5. A broncho-pleural fistula that does not respond to tube thoracostomy.
| Complications|| |
A swelling appears over the chest wall, which is in communication with the underlying empyema. It has a positive cough impulse. It usually does not require any additional treatment and heals spontaneously with adequate treatment of the underlying empyema.
Fibrothorax , is a rare complication seen in adolescents who have presented very late.
Broncho-pleural fistula (BPF) already covered in JIAPS discussion.
Despite the variability in presentation, most patients recover without sequelae. A number of studies have demonstrated resolution of the radiographic abnormalities in 3-6 months following therapy, with little to no symptoms reported at follow-up examination.
Pulmonary function testing performed following hospitalization has not shown marked abnormalities, irrespective of the clinical course. The only abnormality observed may be slight expiratory flow limitation. Mild obstructive abnormalities were the only findings observed in patients evaluated 12 years (± 5) following recovery from empyema. In advanced stages of empyema, few patients silently suffer restrictive lung disease and abnormal spirometry. Some increased bronchial reactivity has been reported at later follow-up examinations; however, lung function, and exercise response return to normal for most patients.
Early recognition of pneumonia with parapneumonic effusion, effective intervention to identify the causative organism, and initiation of definitive therapy would reduce morbidity and complications associated with this process.

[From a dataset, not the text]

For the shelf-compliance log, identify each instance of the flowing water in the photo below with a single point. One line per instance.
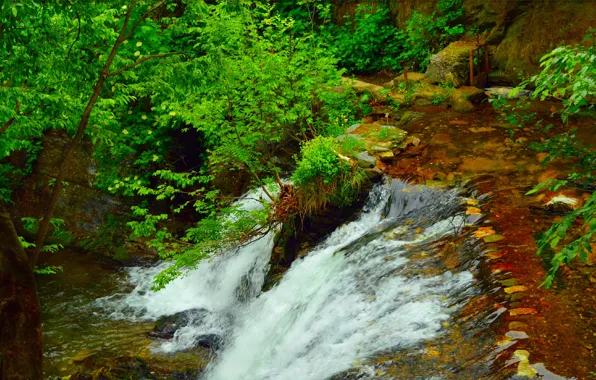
(376, 286)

The success of any intervention depends on the status of the underlying lung pathology and the proper usage of antibiotics. A properly sited intercostal tube drainage during the early stage of pathology could avoid surgery. Tuberculosis should be ruled out in developing countries, at an initial stage to avoid morbid complications. A properly managed case of empyema would prevent serious complications that may later require major surgical resections.